Lead author Brook Chernet, Ph.D., former post-doctoral associate in the Levin laboratory, injected cells in Xenopus laevis embryos with RNA encoding a mutant RAS oncogene known to cause cancer-like growths. The researchers also expressed and activated either a blue light-activated, positively charged ion channel, ChR2D156A, or a green light-activated proton pump, Archaerhodopsin (Arch), both of which hyperpolarize frog embryonic cells, thereby inducing an electric current that caused the cells to go from a cancer-like depolarized state to a normal, more negative polarized state. Activation of both agents significantly lowered the incidence of tumor formation and also increased the frequency with which tumors regressed into normal tissue.
The use of light to control ion channels has been a ground-breaking tool in research on the nervous system and brain, but optogenetics had not yet been applied to cancer.

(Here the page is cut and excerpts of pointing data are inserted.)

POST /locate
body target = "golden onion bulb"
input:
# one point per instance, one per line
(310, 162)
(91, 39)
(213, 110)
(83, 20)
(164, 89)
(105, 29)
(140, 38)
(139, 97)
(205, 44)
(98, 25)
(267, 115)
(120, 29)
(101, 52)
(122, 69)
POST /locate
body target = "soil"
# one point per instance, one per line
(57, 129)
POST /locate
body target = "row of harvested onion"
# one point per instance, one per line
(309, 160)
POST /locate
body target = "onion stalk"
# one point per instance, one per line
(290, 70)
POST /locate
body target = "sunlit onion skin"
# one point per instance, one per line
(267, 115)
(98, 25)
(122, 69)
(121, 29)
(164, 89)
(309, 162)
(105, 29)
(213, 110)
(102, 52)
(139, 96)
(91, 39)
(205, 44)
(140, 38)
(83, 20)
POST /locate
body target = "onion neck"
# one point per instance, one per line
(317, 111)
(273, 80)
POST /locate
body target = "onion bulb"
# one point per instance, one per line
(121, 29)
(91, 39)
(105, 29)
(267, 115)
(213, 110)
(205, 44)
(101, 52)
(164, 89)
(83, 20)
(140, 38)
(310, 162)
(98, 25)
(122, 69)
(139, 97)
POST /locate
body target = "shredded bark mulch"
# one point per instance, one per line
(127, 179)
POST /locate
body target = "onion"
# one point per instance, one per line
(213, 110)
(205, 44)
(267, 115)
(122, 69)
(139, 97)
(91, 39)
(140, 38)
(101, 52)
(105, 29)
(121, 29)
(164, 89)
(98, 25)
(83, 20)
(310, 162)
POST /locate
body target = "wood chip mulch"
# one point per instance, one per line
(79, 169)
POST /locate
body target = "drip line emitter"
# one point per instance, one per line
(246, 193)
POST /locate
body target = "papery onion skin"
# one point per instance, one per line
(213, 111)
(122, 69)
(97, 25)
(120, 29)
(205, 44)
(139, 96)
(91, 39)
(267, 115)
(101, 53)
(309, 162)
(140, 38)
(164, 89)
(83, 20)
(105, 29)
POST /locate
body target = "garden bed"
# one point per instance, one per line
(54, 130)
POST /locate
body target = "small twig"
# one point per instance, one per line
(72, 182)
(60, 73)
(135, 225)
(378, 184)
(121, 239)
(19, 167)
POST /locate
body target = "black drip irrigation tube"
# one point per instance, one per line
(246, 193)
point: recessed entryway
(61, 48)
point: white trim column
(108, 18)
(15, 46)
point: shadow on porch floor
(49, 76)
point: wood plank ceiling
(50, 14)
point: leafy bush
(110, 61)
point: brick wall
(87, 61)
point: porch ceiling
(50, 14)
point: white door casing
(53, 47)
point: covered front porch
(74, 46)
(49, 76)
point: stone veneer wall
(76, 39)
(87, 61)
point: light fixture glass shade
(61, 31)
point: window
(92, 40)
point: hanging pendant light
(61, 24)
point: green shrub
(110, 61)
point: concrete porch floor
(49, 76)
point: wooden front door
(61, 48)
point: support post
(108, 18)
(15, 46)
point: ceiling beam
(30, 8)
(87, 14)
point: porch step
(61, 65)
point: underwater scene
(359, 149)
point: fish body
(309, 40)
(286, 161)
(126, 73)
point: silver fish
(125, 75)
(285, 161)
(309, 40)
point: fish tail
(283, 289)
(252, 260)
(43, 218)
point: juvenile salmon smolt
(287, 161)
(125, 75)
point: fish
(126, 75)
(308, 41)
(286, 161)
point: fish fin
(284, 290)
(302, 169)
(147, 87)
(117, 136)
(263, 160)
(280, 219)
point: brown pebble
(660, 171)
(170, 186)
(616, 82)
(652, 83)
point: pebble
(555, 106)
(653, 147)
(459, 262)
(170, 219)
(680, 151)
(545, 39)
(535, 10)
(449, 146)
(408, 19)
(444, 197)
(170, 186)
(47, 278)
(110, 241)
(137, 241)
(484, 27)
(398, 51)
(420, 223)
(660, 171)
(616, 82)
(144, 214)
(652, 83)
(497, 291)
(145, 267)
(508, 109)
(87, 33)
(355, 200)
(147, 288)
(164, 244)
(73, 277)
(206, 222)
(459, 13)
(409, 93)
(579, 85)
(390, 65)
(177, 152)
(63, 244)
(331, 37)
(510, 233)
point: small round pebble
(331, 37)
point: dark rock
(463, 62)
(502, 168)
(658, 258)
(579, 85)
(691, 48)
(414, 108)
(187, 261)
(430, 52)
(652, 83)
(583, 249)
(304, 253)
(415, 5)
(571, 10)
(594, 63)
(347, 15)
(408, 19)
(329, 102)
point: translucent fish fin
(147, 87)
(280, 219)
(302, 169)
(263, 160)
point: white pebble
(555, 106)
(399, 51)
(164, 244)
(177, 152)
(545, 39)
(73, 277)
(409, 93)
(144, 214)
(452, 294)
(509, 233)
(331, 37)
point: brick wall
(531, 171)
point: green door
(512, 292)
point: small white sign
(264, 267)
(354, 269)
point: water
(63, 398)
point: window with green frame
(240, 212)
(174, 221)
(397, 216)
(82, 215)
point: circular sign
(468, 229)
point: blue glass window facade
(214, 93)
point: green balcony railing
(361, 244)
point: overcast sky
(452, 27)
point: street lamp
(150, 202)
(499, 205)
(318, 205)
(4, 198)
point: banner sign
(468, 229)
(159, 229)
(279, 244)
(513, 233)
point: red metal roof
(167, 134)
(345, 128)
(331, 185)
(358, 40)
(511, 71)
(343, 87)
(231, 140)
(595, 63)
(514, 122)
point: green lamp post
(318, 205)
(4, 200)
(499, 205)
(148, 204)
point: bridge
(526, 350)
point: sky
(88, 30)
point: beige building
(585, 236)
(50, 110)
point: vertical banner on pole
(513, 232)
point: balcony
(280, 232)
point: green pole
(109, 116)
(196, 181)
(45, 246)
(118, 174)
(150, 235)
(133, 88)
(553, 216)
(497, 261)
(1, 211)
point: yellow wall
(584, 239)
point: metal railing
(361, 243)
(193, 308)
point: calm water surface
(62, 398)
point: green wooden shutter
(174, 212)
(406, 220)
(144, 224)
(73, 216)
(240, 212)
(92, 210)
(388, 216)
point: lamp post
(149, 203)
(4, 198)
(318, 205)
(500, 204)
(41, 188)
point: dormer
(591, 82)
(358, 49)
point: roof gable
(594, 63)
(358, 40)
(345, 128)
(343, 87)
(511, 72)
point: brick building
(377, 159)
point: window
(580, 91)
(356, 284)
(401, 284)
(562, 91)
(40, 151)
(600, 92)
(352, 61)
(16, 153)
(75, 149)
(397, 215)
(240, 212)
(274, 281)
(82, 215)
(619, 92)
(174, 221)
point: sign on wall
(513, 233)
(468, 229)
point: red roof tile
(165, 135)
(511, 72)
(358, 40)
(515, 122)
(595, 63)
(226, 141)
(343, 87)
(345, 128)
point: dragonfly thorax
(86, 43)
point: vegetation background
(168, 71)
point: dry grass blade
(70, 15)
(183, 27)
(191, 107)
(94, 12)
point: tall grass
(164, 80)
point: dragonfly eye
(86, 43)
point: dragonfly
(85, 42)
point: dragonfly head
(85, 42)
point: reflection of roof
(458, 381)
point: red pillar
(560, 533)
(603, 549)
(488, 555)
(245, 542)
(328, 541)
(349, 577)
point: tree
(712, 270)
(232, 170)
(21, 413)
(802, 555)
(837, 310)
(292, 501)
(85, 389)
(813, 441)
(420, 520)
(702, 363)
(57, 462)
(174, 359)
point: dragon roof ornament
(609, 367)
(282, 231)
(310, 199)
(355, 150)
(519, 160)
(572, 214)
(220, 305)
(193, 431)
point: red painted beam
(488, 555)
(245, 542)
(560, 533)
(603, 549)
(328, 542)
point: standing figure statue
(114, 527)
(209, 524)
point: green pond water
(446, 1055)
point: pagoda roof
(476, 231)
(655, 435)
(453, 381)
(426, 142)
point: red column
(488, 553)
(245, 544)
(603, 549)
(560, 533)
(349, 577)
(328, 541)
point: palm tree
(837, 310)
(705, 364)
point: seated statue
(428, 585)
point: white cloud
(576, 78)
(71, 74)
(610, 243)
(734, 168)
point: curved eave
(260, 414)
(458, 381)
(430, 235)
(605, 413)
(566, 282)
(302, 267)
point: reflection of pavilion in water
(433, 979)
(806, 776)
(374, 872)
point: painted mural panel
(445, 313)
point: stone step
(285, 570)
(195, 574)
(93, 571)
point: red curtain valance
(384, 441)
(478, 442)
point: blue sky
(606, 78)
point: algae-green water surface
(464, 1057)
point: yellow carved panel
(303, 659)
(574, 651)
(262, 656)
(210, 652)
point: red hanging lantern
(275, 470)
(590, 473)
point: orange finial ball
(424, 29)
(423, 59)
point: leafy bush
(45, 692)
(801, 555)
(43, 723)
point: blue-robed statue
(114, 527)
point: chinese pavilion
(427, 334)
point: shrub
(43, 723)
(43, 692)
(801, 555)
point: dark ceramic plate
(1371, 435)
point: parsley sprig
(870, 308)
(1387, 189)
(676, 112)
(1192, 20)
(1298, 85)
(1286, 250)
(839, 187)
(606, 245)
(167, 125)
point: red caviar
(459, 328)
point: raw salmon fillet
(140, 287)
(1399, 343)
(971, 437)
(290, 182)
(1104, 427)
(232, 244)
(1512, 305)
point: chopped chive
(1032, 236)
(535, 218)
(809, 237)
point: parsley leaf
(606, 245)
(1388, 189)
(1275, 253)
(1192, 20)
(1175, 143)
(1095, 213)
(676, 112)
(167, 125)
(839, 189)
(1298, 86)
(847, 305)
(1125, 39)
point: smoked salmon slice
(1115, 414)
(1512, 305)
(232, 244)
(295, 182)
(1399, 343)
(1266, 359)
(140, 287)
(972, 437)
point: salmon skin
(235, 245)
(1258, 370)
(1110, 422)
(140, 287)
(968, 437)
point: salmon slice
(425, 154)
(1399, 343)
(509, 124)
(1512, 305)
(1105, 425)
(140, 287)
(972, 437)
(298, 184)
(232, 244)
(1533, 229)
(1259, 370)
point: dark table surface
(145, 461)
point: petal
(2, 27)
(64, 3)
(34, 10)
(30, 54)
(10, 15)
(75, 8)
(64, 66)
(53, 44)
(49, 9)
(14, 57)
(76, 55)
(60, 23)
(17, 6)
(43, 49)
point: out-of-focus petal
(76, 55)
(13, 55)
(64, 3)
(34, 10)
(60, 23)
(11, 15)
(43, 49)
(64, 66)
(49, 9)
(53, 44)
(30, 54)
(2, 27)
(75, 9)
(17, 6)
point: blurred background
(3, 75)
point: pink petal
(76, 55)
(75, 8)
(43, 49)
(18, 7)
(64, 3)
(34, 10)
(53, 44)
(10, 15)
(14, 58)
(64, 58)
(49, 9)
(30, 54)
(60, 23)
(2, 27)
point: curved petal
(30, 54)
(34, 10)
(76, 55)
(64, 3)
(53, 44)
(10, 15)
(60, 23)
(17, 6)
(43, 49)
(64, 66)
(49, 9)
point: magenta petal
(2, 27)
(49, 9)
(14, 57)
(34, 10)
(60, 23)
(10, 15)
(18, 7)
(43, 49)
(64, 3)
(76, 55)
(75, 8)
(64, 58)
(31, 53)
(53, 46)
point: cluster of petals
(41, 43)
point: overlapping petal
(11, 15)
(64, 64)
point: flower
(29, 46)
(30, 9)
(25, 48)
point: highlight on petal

"This provides proof of principle for a novel class of therapies which use light to override the action of oncogenic mutations," said Levin. "Using light to specifically target tumors would avoid subjecting the whole body to toxic chemotherapy or similar reagents."
Other authors on the paper were Dany S. Adams, Ph.D., research associate professor in the Department of Biology, and Maria Lobikin, Ph.D., recent post-doctoral researcher in the Levin laboratory.
This work was supported by the G. Harold and Leila Y. Mathers Charitable Foundation.
Brook T. Chernet, Dany S. Adams, Maria Lobikin, and Michael Levin, "Use of genetically encoded, light-gated ion translocators to control tumorigenesis," Oncotarget, online March 16, 2016, DOI: 10.18632/oncotarget.8036.